Secondo i dati Eurostat 2018, i paesi europei con il maggior numero di psichiatri per 100mila abitanti erano Germania (27,45 per 100mila abitanti), Grecia (25,79) e Paesi Bassi (24,15); mentre Polonia (9,23), Bulgaria (10,31) e Spagna (10,93) hanno al contrario il minor numero di psichiatri in rapporto alla popolazione. In questo quadro l’Italia si trova nel mezzo, con 17,08 psichiatri ogni 100mila abitanti.

Timore per “un’ondata di problemi psichici”

Il direttore generale dell’Oms, Tedros Adhanom Ghebreyesus, ha lanciato un allarme sull’impatto psicologico che l’emergenza in corso avrà, non solo su chi ha già patologie, ma su tutti gli individui. Uno studio sottolinea come durante le epidemie passate, come quelle di Sars, Mers e Ebola, la quarantena ha causato nelle persone che l’hanno vissuta, alti livelli di ansia e di stress. E sofferenze psichiche e preoccupazione vengono rilevate anche nella situazione attuale, in relazione alla pandemia da Covid-19. “Gli esperti di salute mentale temono un’ondata di problemi psichici”, sottolineano gli osservatori.

Prevedo disturbi da ansia in conseguenza dello stress e della tensione con cui ciascuno di noi si trova alle prese; – sottolinea Felice Iasevoli – disturbi depressivi come conseguenza del confinamento, della perdita di persone care o di difficoltà economiche; disturbi traumatici in conseguenza a situazioni sconvolgenti gravi, come essere stati ricoverati per COVID-19 o aver avuto un paziente stretto ospedalizzato”.

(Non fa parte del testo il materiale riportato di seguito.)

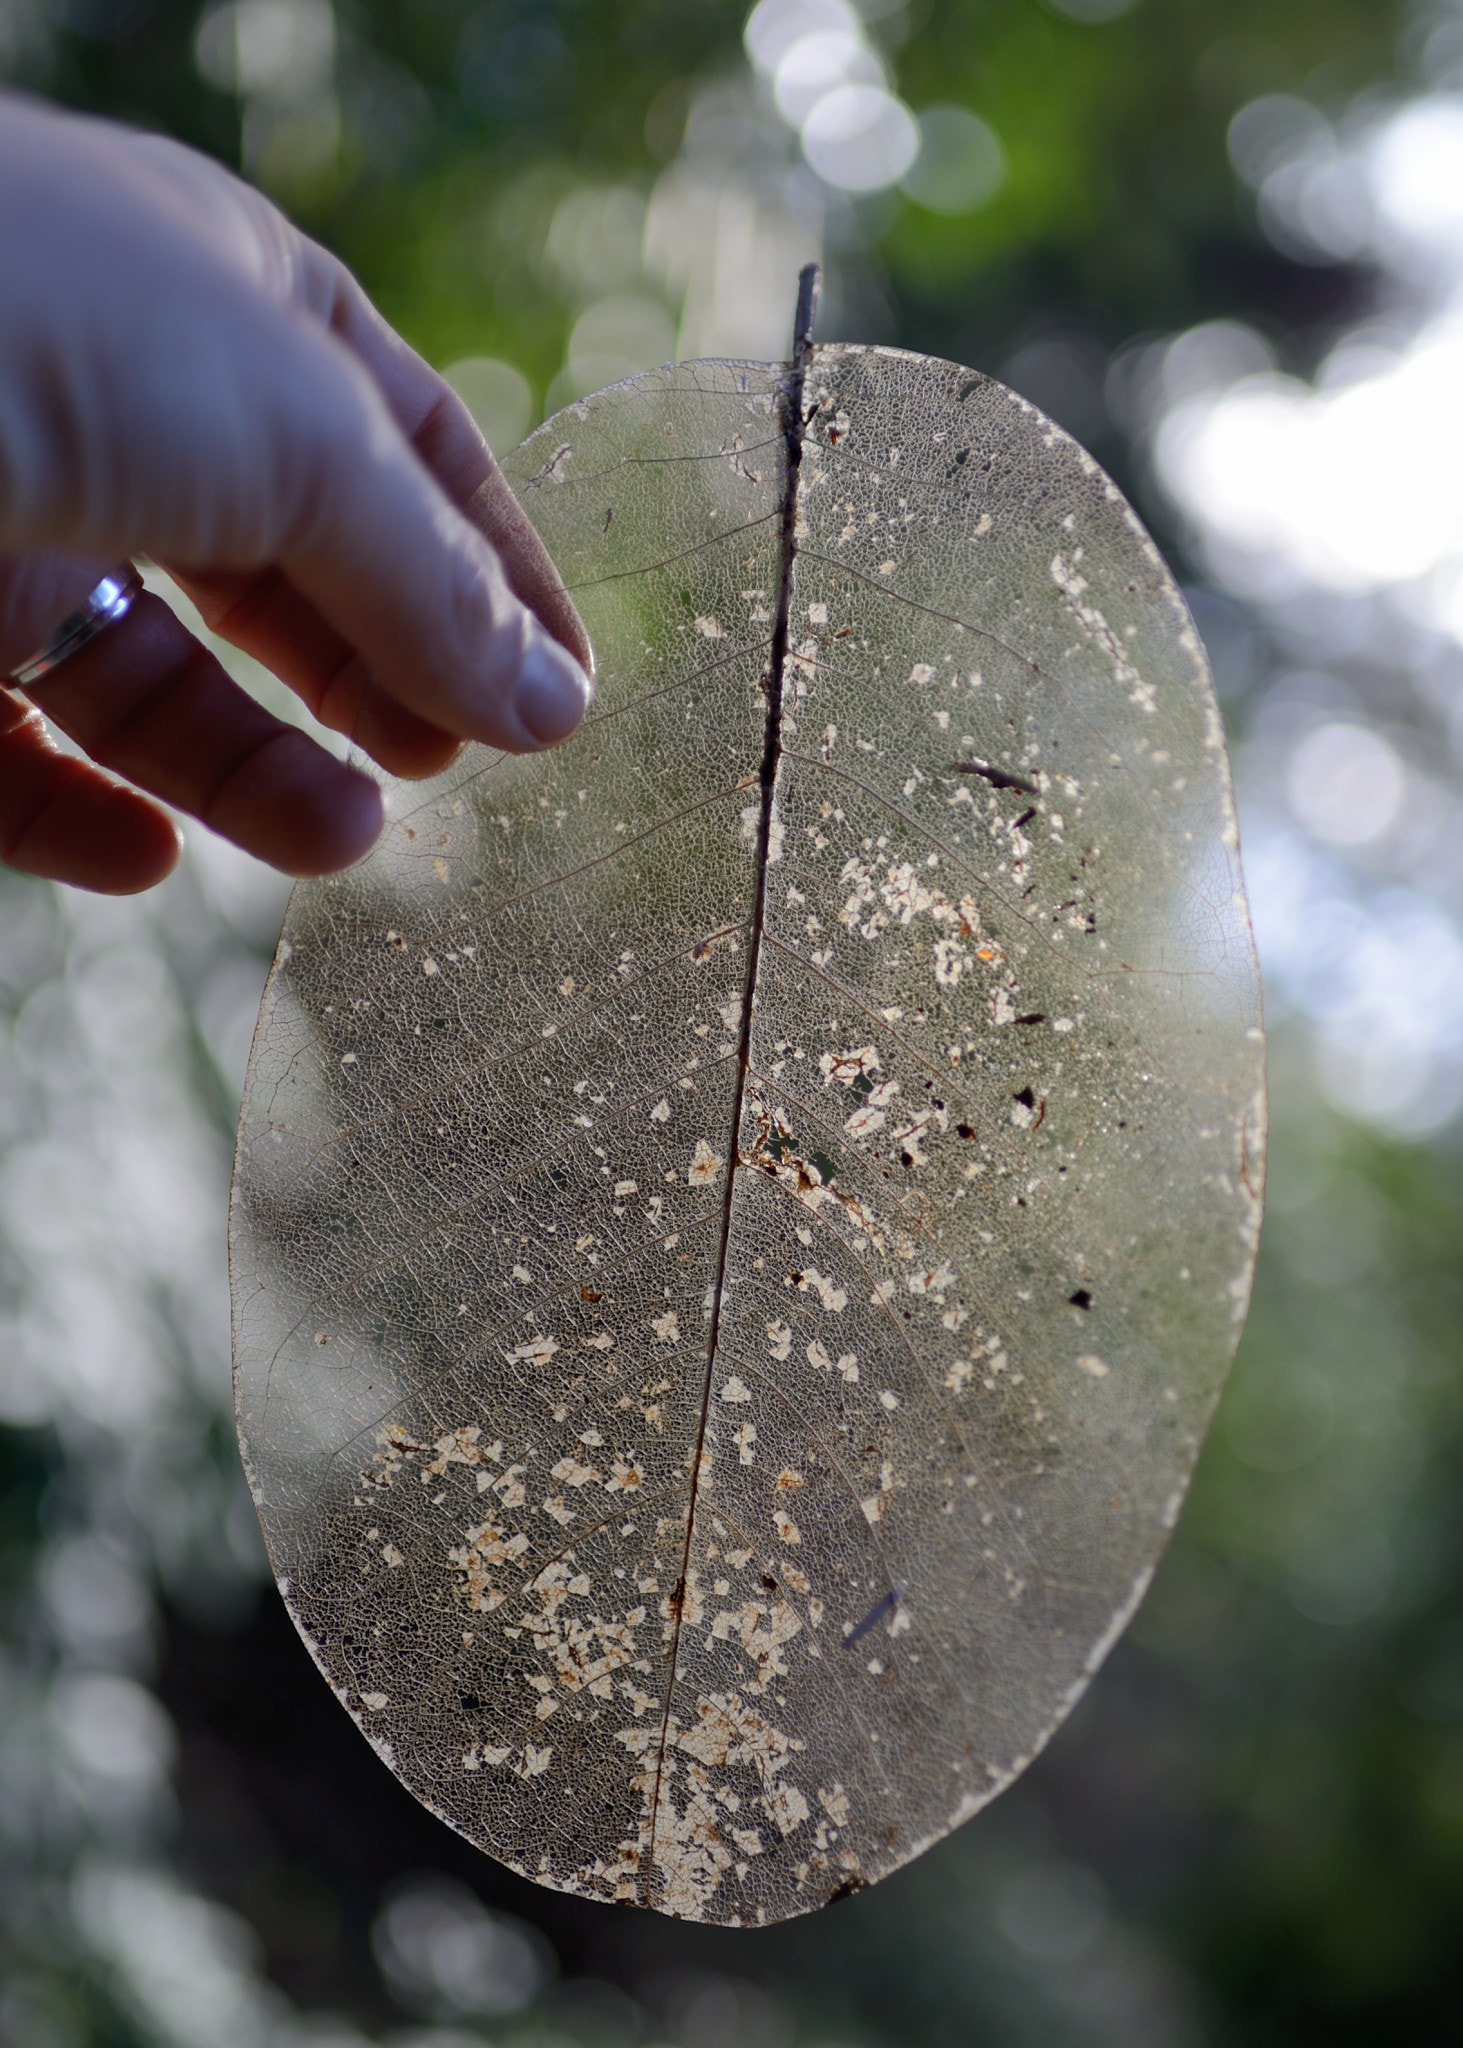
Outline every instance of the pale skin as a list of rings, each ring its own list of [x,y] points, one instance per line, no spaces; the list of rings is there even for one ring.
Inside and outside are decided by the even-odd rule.
[[[471,416],[349,272],[209,159],[0,94],[0,676],[134,555],[393,775],[554,745],[589,700],[584,628]],[[301,875],[382,816],[143,596],[0,689],[0,861],[149,888],[181,847],[164,804]]]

“Anche i professionisti in campo sanitario che lavorano in prima linea, il personale medico e infermieristico, potrebbero avere delle conseguenze psichiche tra cui burnout o disturbi da stress post-traumatico. – si evidenzia – Specialmente se non hanno ricevuto un adeguato sostegno psicologico e psichiatrico, come secondo recenti studi è successo in alcuni paesi, tra cui la Spagna”.